Our research interests include speech processing, natural language processing, multimedia information retrieval, machine learning, and pattern recognition. Our research goal is to develop methods for analyzing, extracting, recognizing, indexing, and retrieving information from audio data, with special emphasis on speech and music.

In the field of speech, research has been focused mainly on speaker recognition, spoken language recognition, voice conversion, and spoken document retrieval/summarization. Our recent achievements include locally linear embedding-based approaches for voice conversion and post-filtering, discriminative autoencoders for speech/speaker recognition, and novel paragraph embedding methods for spoken document retrieval/summarization. Our ongoing research includes audio-visual speaker recognition and speech enhancement, subspace neural networks for spoken language/dialect/accent recognition, many-to-one/non-parallel voice conversion, and neural network-based spoken document retrieval/summarization and question answering.  

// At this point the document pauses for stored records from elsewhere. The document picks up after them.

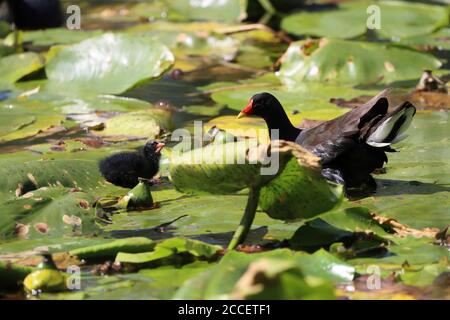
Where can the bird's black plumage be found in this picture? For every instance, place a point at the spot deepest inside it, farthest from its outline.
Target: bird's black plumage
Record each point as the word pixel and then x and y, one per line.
pixel 125 168
pixel 351 146
pixel 35 14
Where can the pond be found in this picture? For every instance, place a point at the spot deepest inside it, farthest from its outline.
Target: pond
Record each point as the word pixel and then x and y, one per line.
pixel 140 70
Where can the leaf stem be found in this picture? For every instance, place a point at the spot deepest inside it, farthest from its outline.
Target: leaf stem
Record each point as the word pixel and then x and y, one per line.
pixel 247 219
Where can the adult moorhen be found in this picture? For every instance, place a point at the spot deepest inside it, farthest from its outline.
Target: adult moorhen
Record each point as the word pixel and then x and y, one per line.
pixel 125 168
pixel 351 146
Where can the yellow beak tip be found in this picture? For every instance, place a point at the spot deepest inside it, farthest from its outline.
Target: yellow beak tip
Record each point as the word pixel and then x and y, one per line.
pixel 240 115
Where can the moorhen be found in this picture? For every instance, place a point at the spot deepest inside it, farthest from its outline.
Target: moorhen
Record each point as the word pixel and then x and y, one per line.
pixel 351 146
pixel 125 168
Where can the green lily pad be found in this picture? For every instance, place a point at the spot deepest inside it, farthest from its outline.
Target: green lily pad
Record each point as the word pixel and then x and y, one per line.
pixel 148 123
pixel 352 62
pixel 25 118
pixel 218 10
pixel 54 36
pixel 236 274
pixel 48 212
pixel 111 63
pixel 110 249
pixel 439 39
pixel 170 248
pixel 397 20
pixel 16 66
pixel 230 167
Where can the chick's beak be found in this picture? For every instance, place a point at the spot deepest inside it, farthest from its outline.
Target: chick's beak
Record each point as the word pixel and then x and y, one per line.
pixel 159 147
pixel 246 111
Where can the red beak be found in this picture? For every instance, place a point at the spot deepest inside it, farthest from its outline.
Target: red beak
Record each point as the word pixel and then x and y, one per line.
pixel 247 110
pixel 159 146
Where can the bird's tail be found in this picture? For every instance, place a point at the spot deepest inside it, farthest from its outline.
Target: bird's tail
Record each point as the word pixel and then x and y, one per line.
pixel 391 129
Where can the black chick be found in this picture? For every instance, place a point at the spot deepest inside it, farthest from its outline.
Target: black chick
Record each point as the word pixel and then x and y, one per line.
pixel 123 169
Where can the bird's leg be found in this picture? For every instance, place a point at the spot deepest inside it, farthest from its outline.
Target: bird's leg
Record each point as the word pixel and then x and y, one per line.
pixel 247 219
pixel 334 175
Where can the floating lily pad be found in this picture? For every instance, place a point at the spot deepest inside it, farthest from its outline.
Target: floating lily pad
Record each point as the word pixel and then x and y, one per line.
pixel 352 62
pixel 22 118
pixel 142 124
pixel 218 10
pixel 235 276
pixel 48 212
pixel 16 66
pixel 111 63
pixel 53 36
pixel 349 20
pixel 230 167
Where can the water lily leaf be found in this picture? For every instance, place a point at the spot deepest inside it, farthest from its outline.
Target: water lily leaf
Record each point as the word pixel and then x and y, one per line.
pixel 110 249
pixel 224 280
pixel 148 123
pixel 305 100
pixel 31 175
pixel 111 63
pixel 187 39
pixel 12 275
pixel 216 175
pixel 16 66
pixel 339 226
pixel 20 119
pixel 298 192
pixel 439 40
pixel 169 248
pixel 48 212
pixel 45 280
pixel 214 169
pixel 53 36
pixel 145 257
pixel 426 275
pixel 352 62
pixel 349 20
pixel 193 247
pixel 280 279
pixel 324 265
pixel 219 10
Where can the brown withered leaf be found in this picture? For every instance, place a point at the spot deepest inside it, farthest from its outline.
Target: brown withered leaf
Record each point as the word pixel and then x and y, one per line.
pixel 41 227
pixel 84 204
pixel 404 230
pixel 21 230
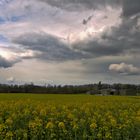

In the music field, research has been focused mainly on vocal melody extraction and automatic generation of music video. Our recent achievements in this field include an acoustic-phonetic F0 modeling framework for vocal melody extraction and an emotion-oriented pseudo song prediction and matching framework for automatic music video generation. We have successfully implemented a complete automatic music video generation system that can automatically edit a long user-generated video into a music-compliant short professional-like video. Our ongoing research includes continuous improvement of our own technologies and systems, cover song identification, and automatic generation of set list for concert video, so as to facilitate the management and retrieval of a large music database. Future research directions also include singing voice synthesis, speech to singing voice conversion, and music structure analysis/summarization.